As encouraging as the development of young players Jackie Bradley, Jr., and Xander Bogaerts has been during the early part of the Boston Red Sox season, there’s good reason to believe the Sox youth movement isn’t finished yet.
In case you missed it, star Boston Red Sox prospect Henry Owens lived up to the hype in the Portland Sea Dogs season opener Thursday night by pitching six no-hit innings in a 5-0 win in Reading, Pa.
Fellow “Top 100” prospect Mookie Betts, an infielder, went 4-4 with a homerun in that game. The Sea Dogs, which are the Double-A minor league affiliate of the Red Sox, are jam packed with highly rated players who are expected to shine at the major league level in the 2015 or 2016 season — if they’re not called up to play in Boston later this season.
Which brings us to the point of this post: ESPN on Thursday listed the best places in America to catch elite prospects this baseball season, and Portland is right up there.
Baseball’s minor league rosters are somewhat cyclical, with players rotated through based on their development, and personnel moves by the major league clubs dramatically affecting how strong teams like the Sea Dogs are from one year to the next. If the Red Sox make some scouting mistakes and draft poorly, or trade away a top Double-A player along the way, their minor league teams in places like Portland and Pawtucket suffer.

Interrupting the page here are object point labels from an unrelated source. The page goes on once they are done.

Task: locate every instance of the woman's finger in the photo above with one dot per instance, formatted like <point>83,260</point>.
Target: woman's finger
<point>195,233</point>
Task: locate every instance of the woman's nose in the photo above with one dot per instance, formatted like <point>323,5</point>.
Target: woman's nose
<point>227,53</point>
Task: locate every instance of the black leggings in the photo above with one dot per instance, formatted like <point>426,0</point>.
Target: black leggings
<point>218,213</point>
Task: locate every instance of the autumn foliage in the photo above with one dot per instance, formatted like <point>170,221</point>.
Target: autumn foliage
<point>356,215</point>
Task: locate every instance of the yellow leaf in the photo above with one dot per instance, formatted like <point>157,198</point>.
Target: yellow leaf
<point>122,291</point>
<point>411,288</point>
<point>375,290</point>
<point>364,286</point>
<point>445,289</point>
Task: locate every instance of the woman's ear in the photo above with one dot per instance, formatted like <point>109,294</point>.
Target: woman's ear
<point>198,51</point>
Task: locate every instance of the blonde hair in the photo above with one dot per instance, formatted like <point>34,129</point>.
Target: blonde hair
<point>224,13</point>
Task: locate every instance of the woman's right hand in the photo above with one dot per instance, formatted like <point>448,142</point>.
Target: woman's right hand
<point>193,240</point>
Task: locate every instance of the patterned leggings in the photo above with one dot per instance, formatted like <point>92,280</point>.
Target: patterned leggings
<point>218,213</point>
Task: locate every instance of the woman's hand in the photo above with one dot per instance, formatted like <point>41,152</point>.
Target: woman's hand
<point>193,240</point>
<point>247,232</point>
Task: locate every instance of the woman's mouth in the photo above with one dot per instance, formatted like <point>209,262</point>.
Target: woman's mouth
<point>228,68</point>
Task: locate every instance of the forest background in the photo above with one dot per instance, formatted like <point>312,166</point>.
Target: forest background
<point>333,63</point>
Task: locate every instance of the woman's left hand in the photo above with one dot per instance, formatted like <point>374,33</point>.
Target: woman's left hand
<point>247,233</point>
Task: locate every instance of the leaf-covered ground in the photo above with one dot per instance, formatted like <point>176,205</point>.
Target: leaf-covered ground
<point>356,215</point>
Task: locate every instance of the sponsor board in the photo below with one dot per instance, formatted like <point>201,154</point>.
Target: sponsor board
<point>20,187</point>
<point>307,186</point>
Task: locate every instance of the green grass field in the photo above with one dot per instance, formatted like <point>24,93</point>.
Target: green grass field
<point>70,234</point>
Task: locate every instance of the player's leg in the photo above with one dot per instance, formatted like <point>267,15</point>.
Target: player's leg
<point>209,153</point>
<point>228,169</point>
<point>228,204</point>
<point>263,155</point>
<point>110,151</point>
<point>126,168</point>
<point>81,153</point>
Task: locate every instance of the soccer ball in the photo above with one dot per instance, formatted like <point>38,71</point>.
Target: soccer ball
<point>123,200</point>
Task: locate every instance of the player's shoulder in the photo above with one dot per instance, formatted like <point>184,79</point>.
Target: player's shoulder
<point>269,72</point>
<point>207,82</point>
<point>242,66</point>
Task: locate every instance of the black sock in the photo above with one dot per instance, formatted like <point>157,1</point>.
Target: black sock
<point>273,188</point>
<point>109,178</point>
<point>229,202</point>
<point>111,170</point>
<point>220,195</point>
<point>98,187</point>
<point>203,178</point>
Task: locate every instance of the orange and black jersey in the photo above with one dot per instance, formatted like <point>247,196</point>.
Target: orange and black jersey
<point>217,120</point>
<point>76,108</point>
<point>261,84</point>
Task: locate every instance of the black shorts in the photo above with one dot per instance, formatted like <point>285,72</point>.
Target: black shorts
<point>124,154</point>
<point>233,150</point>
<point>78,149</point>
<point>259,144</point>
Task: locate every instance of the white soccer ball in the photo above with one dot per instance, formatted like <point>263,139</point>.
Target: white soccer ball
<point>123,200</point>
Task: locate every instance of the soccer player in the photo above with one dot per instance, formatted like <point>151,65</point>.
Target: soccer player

For the 2014 season, anyway, the stars are aligned for prospect watching in Maine’s largest city.
In addition to Owens and Betts, ESPN notes that catcher Blake Swihart, a 2011 first round draft pick, and shortstop Deven Marrero, a 2012 first rounder, make Portland a special place to watch baseball this spring, summer and fall.
The Sea Dogs’ home opener is on Thursday, in case you’re wondering.
Here’s what ESPN’s Keith Law wrote about the Red Sox farm system and Sea Dogs, in particular:
The Red Sox’ system is strong top to bottom, but they’ve spread their prospects out enough that a fan hoping to see their top 10-15 guys will have to put some miles on his or her car to get it done.
Portland gets the edge for me as Boston’s most prospect-laden club, edging out Pawtucket, which has four of the team’s top 10 prospects but also a lot of journeymen filling out the roster. The Sea Dogs have three of the team’s top 10 in Owens, Swihart and Betts, and most nights the infield will be loaded with guys who are young enough and talented enough to be worth watching; even infielder Derrik Gibson, an off-the-charts athlete who’s never filled out or added enough strength to hit quality pitching, is on the bench and will probably be the backup infielder.
[First baseman Travis] Shaw is a bounce-back candidate, a bat-only guy with feel to hit and above-average power. The rotation is the weak spot — after Owens, [Miguel] Pena is the only other pitcher young enough to call him a serious prospect, and he’s probably a reliever, if anything, down the road.